Problem/Motivation
The filters 'htmlcorrector', 'html' and the testing system needs html parsing and a valid DOM to work with. This is done by the libxml2 library provided in PHP that cleans html and transform it to a dom. Libxml2 assumes all html is HTML4 and correct it with HTML4 rules. As Drupal will be based on HTML5, typical HTML5 tags and constructions will be marked invalid, added or stripped.
A small test example is that <span lang="en">
transforms to <span lang="en" xml:lang="en">
Proposed resolution
There are three solutions:
- suppress errors (+some finetuning with tweaks)
- Implement another parser in Drupal or Symfony
- Provide patches for PHP/libxml2 or wait until libxml2 get fixed
Suppress errors
This solution is the least effort.

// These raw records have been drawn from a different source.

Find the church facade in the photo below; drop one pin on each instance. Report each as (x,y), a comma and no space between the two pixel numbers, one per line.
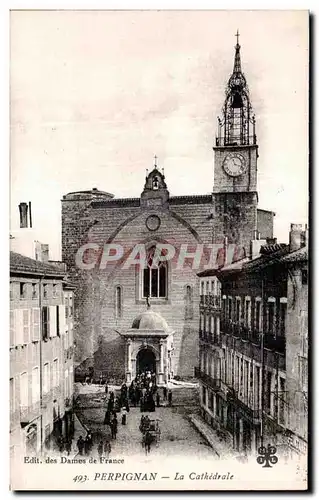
(112,297)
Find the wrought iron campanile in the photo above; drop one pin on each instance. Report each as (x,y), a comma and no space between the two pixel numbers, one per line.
(237,126)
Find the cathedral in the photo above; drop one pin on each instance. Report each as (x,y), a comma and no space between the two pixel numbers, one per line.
(132,318)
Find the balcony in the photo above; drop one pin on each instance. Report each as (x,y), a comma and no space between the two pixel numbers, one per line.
(208,380)
(210,300)
(68,353)
(210,338)
(236,140)
(29,413)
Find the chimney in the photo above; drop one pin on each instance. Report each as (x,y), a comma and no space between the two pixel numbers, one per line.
(296,237)
(23,209)
(271,241)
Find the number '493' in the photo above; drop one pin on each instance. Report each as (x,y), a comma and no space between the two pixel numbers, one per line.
(80,479)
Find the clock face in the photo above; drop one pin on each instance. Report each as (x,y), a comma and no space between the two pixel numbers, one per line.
(234,165)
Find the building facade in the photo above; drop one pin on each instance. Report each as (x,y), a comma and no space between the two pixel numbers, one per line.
(253,348)
(41,356)
(110,295)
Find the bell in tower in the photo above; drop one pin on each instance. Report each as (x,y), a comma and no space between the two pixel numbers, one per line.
(237,125)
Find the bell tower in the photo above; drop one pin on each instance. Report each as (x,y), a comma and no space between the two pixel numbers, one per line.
(235,195)
(236,149)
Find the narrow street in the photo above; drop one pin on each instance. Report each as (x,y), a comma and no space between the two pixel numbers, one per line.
(178,436)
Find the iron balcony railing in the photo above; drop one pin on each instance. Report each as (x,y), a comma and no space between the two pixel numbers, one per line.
(30,412)
(236,140)
(250,411)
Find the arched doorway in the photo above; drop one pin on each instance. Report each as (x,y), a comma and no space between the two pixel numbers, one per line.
(145,361)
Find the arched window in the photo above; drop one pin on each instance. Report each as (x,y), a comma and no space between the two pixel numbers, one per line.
(118,302)
(189,302)
(154,277)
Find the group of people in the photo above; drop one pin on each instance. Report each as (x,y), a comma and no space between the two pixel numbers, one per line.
(114,406)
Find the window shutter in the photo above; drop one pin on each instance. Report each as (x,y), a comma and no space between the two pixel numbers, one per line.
(26,326)
(35,324)
(62,319)
(12,327)
(19,326)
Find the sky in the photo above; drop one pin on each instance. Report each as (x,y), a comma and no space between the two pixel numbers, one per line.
(95,94)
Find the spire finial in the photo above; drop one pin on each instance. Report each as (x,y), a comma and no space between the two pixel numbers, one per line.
(237,35)
(237,63)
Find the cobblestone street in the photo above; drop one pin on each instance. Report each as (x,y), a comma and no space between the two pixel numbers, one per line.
(178,436)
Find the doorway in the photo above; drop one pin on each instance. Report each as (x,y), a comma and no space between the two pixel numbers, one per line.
(145,361)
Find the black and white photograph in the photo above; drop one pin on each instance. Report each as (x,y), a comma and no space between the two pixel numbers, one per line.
(159,164)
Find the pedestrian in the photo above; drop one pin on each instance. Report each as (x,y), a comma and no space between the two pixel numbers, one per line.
(124,414)
(90,440)
(107,448)
(165,393)
(68,446)
(61,444)
(80,445)
(100,448)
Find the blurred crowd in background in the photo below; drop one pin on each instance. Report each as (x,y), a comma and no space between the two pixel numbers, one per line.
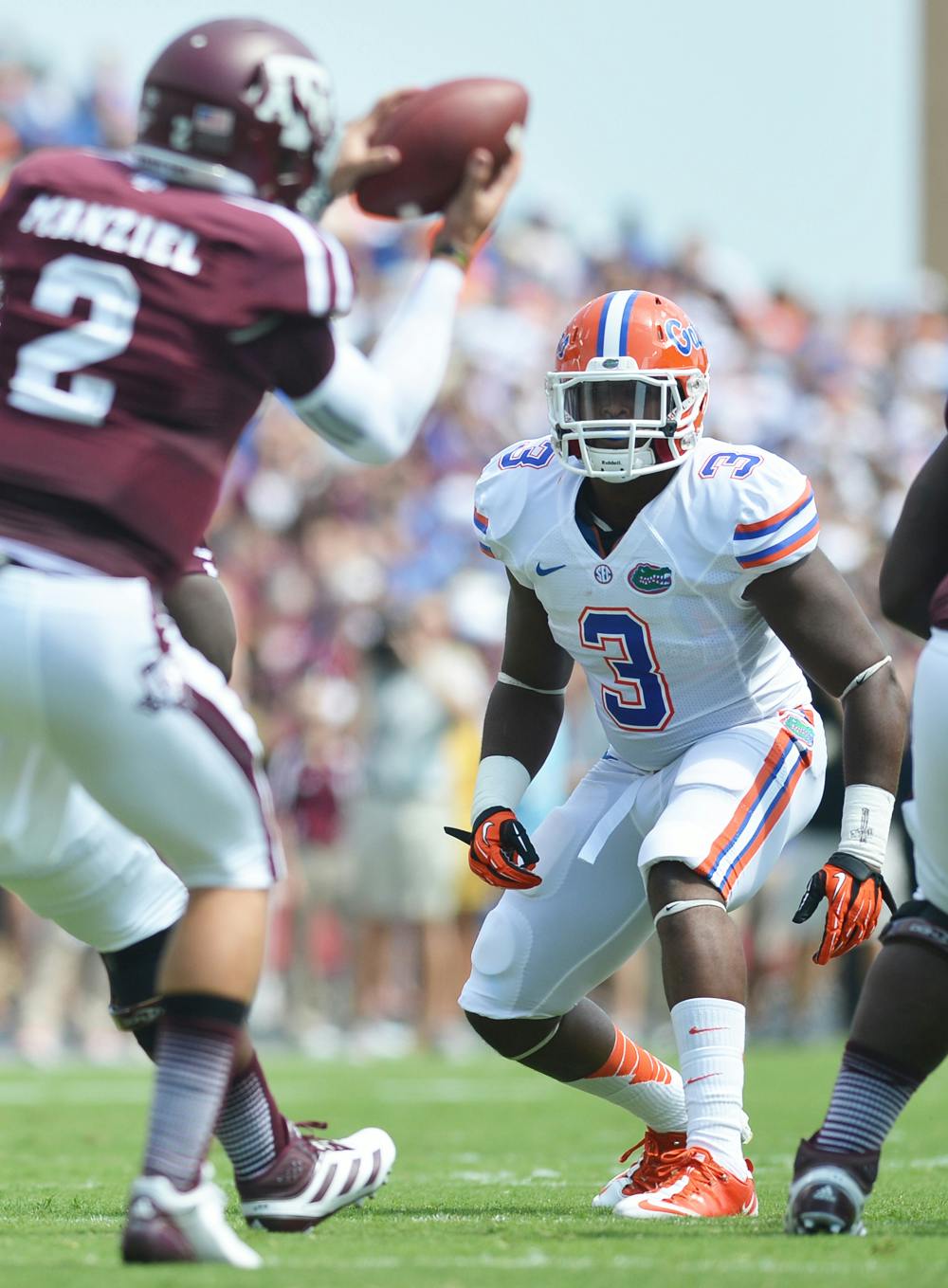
(370,625)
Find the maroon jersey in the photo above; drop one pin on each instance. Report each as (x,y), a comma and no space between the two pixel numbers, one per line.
(140,326)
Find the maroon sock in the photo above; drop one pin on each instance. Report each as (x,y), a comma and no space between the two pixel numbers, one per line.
(251,1127)
(194,1052)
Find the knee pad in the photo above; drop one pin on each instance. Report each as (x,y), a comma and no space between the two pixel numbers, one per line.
(919,922)
(676,906)
(136,1005)
(514,1040)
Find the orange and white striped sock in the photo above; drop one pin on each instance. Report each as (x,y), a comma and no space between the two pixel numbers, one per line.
(635,1079)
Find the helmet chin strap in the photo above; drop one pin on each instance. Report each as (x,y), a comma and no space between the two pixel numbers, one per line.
(643,458)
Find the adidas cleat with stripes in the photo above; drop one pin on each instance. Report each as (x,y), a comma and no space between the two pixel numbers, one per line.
(313,1177)
(829,1191)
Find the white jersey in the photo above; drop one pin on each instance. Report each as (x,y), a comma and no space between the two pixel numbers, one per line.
(671,649)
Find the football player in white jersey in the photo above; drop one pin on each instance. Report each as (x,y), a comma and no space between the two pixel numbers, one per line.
(900,1034)
(683,576)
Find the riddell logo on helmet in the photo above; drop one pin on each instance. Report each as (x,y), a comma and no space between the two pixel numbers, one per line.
(649,578)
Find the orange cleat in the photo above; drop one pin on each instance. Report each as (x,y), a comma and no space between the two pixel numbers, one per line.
(647,1172)
(695,1184)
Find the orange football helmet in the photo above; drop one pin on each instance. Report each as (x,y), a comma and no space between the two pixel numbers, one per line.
(630,388)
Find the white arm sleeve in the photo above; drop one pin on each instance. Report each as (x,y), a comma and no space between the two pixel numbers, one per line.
(371,408)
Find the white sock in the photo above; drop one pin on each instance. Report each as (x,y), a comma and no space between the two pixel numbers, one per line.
(636,1080)
(710,1036)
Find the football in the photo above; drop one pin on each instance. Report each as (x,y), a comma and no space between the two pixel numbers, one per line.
(435,130)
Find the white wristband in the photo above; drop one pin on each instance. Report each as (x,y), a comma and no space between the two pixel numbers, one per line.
(501,781)
(867,813)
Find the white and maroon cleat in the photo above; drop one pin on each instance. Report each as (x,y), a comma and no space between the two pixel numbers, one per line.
(165,1224)
(312,1177)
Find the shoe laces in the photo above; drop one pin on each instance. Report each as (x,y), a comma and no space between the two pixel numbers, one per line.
(699,1165)
(304,1130)
(653,1166)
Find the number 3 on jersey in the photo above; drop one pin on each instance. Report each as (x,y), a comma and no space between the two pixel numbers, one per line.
(640,703)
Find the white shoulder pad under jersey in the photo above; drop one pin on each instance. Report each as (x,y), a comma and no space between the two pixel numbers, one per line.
(753,505)
(516,502)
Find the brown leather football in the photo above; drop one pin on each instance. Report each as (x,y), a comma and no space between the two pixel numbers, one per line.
(435,130)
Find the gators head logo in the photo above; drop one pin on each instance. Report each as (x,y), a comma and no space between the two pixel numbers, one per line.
(649,578)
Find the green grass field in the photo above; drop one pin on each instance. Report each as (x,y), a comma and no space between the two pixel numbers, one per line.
(492,1184)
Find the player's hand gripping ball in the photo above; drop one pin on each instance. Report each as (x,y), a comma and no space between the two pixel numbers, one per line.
(854,896)
(501,853)
(435,130)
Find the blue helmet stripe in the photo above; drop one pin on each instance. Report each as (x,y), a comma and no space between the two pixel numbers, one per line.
(600,336)
(624,326)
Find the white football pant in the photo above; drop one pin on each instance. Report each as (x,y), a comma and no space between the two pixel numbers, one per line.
(725,807)
(103,707)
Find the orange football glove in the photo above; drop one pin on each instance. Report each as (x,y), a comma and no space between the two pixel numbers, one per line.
(854,894)
(501,853)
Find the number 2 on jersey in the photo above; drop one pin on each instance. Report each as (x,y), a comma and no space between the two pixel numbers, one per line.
(640,702)
(114,299)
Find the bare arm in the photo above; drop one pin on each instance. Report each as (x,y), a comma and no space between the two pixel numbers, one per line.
(521,723)
(205,618)
(817,616)
(918,555)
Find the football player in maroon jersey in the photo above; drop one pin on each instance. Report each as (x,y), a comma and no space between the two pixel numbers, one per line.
(151,300)
(900,1034)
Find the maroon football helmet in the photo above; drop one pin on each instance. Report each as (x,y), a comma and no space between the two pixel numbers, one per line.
(240,106)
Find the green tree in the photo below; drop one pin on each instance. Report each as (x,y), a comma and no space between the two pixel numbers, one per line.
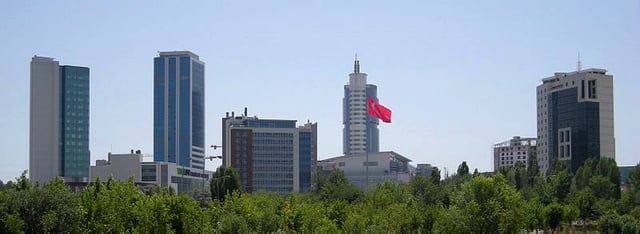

We don't need to worry about these warning errors of invalid html, as we only want to have a correct DOM-structure out of a possible incorrect HTML soup, and possibly no validation whether we have valid HTML5 or not (?). If so, we have to change the doctype in filter_dom_load() and silence the warnings of libxml2 with libxml_use_internal_errors(true). This same disabled error reporting is also implemented in Symfony DOM-crawler: https://github.com/symfony/symfony/issues/1733
Patches for this are provided in the issue queue but it creates an invalid HTML5 DOM. One issue is that empty tags like <div></div>
changes to <div />
, and this is possibly a deal breaker.
Implement another parser in Drupal or Symfony
Current approach: try to use HTML Purifier.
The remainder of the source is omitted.